Lesson 31 and 32: Practice with hacker stats solution¶

(c) 2018 Justin Bois. With the exception of pasted graphics, where the source is noted, this work is licensed under a Creative Commons Attribution License CC-BY 4.0. All code contained herein is licensed under an MIT license.

This document was prepared at Caltech with financial support from the Donna and Benjamin M. Rosen Bioengineering Center.

This tutorial was generated from a Jupyter notebook. You can download the notebook here.

import numpy as np
import pandas as pd

import altair as alt

import bootcamp_utils

Practice 1: Writing a function to draw bootstrap replicates¶

As you can imagine, it is quite useful to be able to generate, or "draw," bootstrap replicates. Now, you will write a function, draw_bs_reps() to do this automatically. You will want to include this in a module so you can use it over and over again. (I will not be providing it in the bootcamp_utils module; I want you to write this yourself.)

Define a function with call signature draw_bs_reps(data, func=np.mean, size=1), where func is a function that takes in an array and returns a statistic. Examples that could be passed in as func are np.mean, np.std, np.median, or a user-defined function. size is the number of replicates to generate.

Write a good doc string.

Define n to be the length of the input data array.

Use a list comprehension to compute a list of bootstrap replicates.

Return the replicates as a Numpy array.

If you like, you can use the bs_replicate() function from the previous lesson.

Now that you have the function, feel free to play around with it and compute bootstrap replicates with the finch beak or other data you want to play with.
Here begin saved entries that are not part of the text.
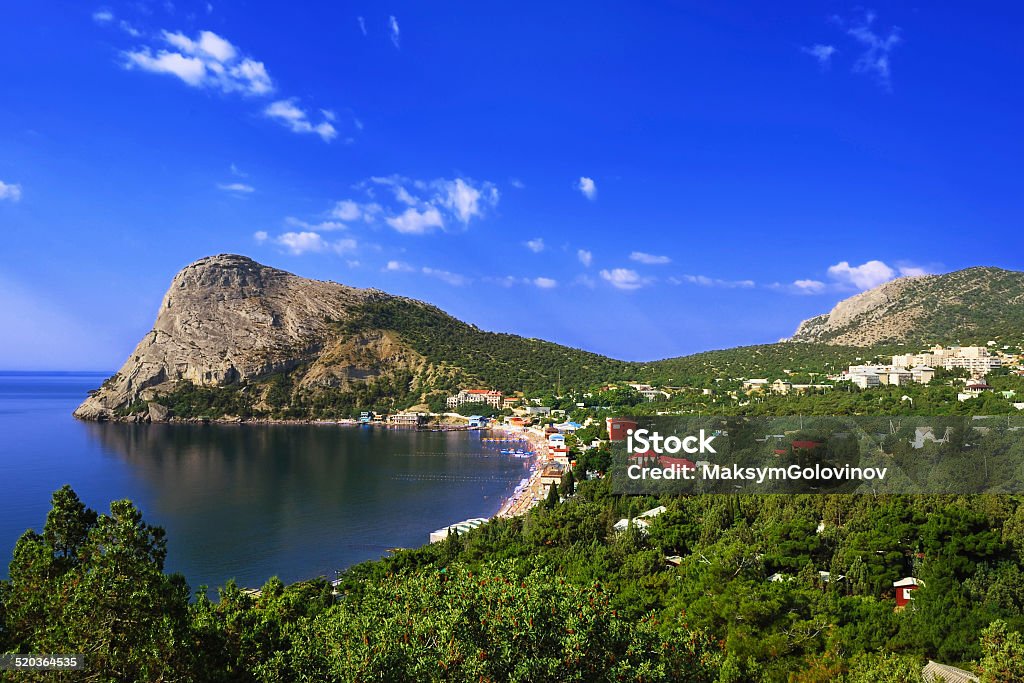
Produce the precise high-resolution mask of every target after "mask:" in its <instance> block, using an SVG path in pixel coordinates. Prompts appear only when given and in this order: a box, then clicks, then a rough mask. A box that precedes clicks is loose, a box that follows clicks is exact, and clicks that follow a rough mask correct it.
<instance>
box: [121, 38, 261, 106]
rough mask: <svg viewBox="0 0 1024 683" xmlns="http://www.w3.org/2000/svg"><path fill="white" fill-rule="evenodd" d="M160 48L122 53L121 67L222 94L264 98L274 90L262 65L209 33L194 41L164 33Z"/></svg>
mask: <svg viewBox="0 0 1024 683" xmlns="http://www.w3.org/2000/svg"><path fill="white" fill-rule="evenodd" d="M161 45H162V46H161V47H159V48H155V47H154V46H142V47H139V48H136V49H134V50H128V51H125V52H123V53H122V54H123V56H124V58H125V61H124V66H125V67H126V68H128V69H141V70H142V71H147V72H152V73H155V74H167V75H170V76H174V77H176V78H178V79H180V80H181V81H182V82H184V83H185V84H187V85H189V86H193V87H197V88H213V89H216V90H220V91H221V92H225V93H234V92H238V93H241V94H244V95H266V94H269V93H270V92H272V91H273V89H274V86H273V81H271V79H270V76H269V74H267V71H266V67H265V66H264V65H263V62H262V61H257V60H255V59H252V58H250V57H246V56H242V55H241V53H240V52H239V49H238V48H237V47H236V46H234V45H232V44H231V43H230V42H229V41H228V40H226V39H224V38H221V37H220V36H218V35H217V34H215V33H213V32H212V31H201V32H200V33H199V35H198V36H196V38H189V37H188V36H185V35H184V34H182V33H171V32H170V31H164V32H163V33H162V34H161Z"/></svg>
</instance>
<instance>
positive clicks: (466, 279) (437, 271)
mask: <svg viewBox="0 0 1024 683" xmlns="http://www.w3.org/2000/svg"><path fill="white" fill-rule="evenodd" d="M420 271H421V272H422V273H423V274H425V275H430V276H431V278H436V279H437V280H439V281H441V282H442V283H447V284H449V285H452V286H453V287H462V286H463V285H466V284H468V283H469V282H470V281H469V279H467V278H465V276H464V275H460V274H459V273H457V272H450V271H447V270H438V269H437V268H430V267H428V266H423V267H422V268H421V269H420Z"/></svg>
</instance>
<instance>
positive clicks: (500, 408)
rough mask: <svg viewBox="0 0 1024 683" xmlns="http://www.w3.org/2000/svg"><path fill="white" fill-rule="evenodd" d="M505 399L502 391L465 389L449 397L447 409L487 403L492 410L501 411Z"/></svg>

This is a function you may use over and over again in your research, so you might want to keep it in a module you will use going forward. Or, you can install the dc_stat_think module that I wrote using pip, which has this and many other useful functions for bootstrapping.

Solution 1¶

I show the function below.

def draw_bs_reps(data, func=np.mean, size=1):
    """Draw bootstrap replicates from a data set."""
    return np.array([func(np.random.choice(data, replace=True, size=len(data))) 
                         for _ in range(size)])

Let's try this function out on the beak depth data from 1975 to get bootstrap replicates of the mean.

df = pd.read_csv('data/grant_1975.csv', comment='#')
bd_1975 = df['Beak depth, mm'].values

# Compute replicates
bs_reps = draw_bs_reps(bd_1975, np.mean, size=100000)

# 95% confidence interval
print(np.percentile(bs_reps, [2.5, 97.5]))

[9.0566005  9.19491315]

Nice!

Practice 2: Plot ECDFs of bootstrap samples¶

To help you visualize how bootstrap samples can show what you might expect by repeating experiments, we will make a plot of ECDFs of lots of bootstrap samples.

Load in the beak depth data from 1975.

Generate the x and y values for the ECDF of the data and plot them as before. Plot them with opacity = 0.3.

Write a for loop to do the following 100 times:

Generate a bootstrap sample from the data set using np.random.choice().

Compute the x and y values for the ECDF of the bootstrap sample.

Add these samples to a DataFrame.

Plot the bootstrap sample ECDFs in a different color with opacity = 0.01.

In order to do this, you will need to allow for a larger data frame for your plot using

alt.data_transformers.enable('default', max_rows=None)

or by using

alt.data_transformers.enable('json')

Be aware of the caveats of that, though.

Solution 2¶

I proceed to do the calculation with the data already loaded.

alt.data_transformers.enable('default', max_rows=None)

# Compute ECDF of real data
x, y = bootcamp_utils.ecdf_vals(bd_1975)
df_original = pd.DataFrame(data={'beak depth (mm)': x,
                                'ECDF': y}) 

# Compute bootstrap samples
df_bs_list = []
for _ in range(100):
    bs_sample = np.random.choice(bd_1975, len(bd_1975))
    x, y = bootcamp_utils.ecdf_vals(bs_sample)
    df_bs_list.append(pd.DataFrame(data={'beak depth (mm)': x,
                                         'ECDF': y}))
df_bs = pd.concat(df_bs_list, ignore_index=True)
    
# Plot the ECDFs
original = alt.Chart(df_original
    ).mark_point(
        color='darkblue',
        opacity=0.3,
        filled=True
    ).encode(x=alt.X('beak depth (mm):Q', scale=alt.Scale(zero=False)),
             y='ECDF:Q')

bootstrap = alt.Chart(df_bs
    ).mark_point(
        color='orange',
        opacity=0.01,
        filled=True
    ).encode(x=alt.X('beak depth (mm):Q', scale=alt.Scale(zero=False)),
             y='ECDF:Q')

bootstrap + original

The plot shows the kind of variation you might expect if you were to repeat the measurements again and again.